-Serie: De recensent. Aflevering 3: De echtgenote. Vervolg op 'De begrafenis'.-
De Recensent # 3: De echtgenote
Het is een hardnekkig misverstand dat oudere heren geen spontane erecties meer kennen.
Er zijn ochtenden, vooral in de winter, als het boven de dekens koel is maar eronder behaaglijk, dat het lichaam nu eenmaal doet wat het wil. Het is een beschamend tafereel, een man als ik, met grijze slapen en denkrimpels die nooit meer zullen verdwijnen, zomaar, met een tent in de pyjamabroek, als een doodgewone puber.
Mijn vrouw ziet het altijd meteen, spiedende brillenogen verschijnen vanachter haar leesboek. ‘Je zou erin kunnen kamperen,’ zegt ze met een glimlach.
Mijn lichaam en ik hebben al lang geleden afgesproken dat we elkaar het liefst zo min mogelijk storen.
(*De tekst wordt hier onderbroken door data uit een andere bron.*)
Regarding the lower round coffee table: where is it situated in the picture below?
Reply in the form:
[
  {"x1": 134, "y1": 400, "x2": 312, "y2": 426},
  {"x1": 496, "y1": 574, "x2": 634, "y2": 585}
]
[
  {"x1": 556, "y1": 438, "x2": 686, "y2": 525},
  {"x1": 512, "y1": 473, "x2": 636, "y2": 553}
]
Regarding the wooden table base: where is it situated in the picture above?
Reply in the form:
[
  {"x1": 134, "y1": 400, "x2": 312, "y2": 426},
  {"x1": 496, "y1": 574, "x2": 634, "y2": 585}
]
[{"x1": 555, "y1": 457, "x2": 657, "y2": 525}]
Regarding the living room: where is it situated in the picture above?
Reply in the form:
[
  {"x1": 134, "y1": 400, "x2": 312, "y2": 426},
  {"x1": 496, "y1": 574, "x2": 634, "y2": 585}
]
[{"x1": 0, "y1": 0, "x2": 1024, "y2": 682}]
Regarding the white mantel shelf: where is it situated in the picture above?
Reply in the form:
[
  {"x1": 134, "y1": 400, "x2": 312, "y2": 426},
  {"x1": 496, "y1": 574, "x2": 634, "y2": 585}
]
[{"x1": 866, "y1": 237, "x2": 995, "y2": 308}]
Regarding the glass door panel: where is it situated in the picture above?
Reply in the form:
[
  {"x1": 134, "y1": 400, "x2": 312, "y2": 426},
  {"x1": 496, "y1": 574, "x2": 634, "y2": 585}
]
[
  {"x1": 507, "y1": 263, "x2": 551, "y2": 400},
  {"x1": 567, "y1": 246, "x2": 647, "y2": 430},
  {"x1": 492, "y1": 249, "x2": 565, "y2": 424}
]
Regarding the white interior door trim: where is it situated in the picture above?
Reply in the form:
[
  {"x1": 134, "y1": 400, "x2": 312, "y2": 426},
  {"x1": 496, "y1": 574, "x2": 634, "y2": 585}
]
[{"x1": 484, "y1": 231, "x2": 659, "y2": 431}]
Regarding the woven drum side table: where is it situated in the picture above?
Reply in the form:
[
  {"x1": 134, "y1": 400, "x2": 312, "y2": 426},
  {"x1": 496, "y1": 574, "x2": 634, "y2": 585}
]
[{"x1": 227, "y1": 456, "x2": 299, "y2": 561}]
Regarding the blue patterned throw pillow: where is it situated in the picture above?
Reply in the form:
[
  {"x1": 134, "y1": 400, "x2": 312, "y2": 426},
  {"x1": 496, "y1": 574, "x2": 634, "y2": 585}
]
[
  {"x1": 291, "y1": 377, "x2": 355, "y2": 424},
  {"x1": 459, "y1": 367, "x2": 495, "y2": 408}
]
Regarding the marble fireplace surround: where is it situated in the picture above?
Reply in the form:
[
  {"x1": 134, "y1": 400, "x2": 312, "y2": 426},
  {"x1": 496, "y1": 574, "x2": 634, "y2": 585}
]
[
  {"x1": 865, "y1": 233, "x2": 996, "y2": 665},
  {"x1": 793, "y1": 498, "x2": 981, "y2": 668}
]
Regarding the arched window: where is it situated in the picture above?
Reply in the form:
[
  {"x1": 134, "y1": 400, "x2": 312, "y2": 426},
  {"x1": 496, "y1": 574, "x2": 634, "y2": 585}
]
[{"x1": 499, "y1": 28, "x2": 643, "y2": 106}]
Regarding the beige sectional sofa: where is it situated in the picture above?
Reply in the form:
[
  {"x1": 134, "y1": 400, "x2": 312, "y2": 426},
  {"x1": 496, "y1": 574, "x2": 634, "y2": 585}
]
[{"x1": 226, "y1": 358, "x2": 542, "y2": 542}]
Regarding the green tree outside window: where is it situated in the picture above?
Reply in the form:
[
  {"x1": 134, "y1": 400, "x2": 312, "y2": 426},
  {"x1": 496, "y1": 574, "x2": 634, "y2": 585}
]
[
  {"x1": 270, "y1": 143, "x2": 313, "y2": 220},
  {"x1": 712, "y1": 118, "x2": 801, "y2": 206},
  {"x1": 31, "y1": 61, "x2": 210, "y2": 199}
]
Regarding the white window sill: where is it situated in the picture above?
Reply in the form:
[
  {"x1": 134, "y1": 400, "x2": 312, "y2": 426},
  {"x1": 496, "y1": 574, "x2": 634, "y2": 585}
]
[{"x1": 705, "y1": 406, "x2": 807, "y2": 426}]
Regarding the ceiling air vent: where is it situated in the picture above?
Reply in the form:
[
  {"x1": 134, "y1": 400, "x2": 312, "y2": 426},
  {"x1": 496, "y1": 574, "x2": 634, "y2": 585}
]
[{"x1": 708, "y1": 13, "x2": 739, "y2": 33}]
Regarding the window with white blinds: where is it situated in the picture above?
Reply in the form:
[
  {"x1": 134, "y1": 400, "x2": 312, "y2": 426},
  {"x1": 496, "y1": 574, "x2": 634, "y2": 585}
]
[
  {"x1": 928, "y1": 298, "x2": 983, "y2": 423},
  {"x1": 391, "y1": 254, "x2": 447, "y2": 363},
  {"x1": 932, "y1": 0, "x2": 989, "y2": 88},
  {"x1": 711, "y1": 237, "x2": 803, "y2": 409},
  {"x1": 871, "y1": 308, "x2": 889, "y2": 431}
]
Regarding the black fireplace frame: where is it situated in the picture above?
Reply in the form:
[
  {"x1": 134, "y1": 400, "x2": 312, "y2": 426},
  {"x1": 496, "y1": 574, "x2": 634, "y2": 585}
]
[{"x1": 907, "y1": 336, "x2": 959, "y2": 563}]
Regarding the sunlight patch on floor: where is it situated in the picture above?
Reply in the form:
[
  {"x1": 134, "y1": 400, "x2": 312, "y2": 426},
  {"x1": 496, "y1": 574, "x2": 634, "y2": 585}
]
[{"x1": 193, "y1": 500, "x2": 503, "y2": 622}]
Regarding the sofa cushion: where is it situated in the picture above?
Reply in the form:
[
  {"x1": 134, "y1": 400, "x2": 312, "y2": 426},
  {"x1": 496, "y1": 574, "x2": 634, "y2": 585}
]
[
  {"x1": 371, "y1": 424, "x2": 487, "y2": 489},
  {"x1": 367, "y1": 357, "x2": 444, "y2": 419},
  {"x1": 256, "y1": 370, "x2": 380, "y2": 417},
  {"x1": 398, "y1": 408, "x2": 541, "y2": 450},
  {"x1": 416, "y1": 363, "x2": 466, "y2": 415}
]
De ochtenderectie is de vleesgeworden contractbreuk.
Tot overmaat van ramp wordt haar blik altijd weer verwachtingsvol, alsof ik ook maar enige invloed op deze situatie heb gehad, alsof het nu allemaal kan gaan beginnen. Wat moet ik dan doen, zeg het me. Moet ik driemaal ‘hoezee’ roepen, een kussensloop omknopen als bandana en ‘Viva la ereccíon! Viva la erección!’ brullen, terwijl ik als een bronstige geit door de kamer spring? Het leven is een feest, het zal wel, maar ieder feest loopt op een gegeven moment op een natuurlijke manier af. Ik ben op. Moe van de dag, en daarna moe van het slechte slapen. Het is geen kwaaie, die vrouw van me, maar ik ken het zo onderhand wel, haar geluiden, haar koosnamen en haar lijf. De onderbenen zijn een doolhof van spataderen, de voetzolen dragen een aangekoekte, gelige eeltlaag. Rode laknagels zijn brokkelige kalknagels geworden, en het neushaar moet iedere veertien dagen worden bijgeknipt.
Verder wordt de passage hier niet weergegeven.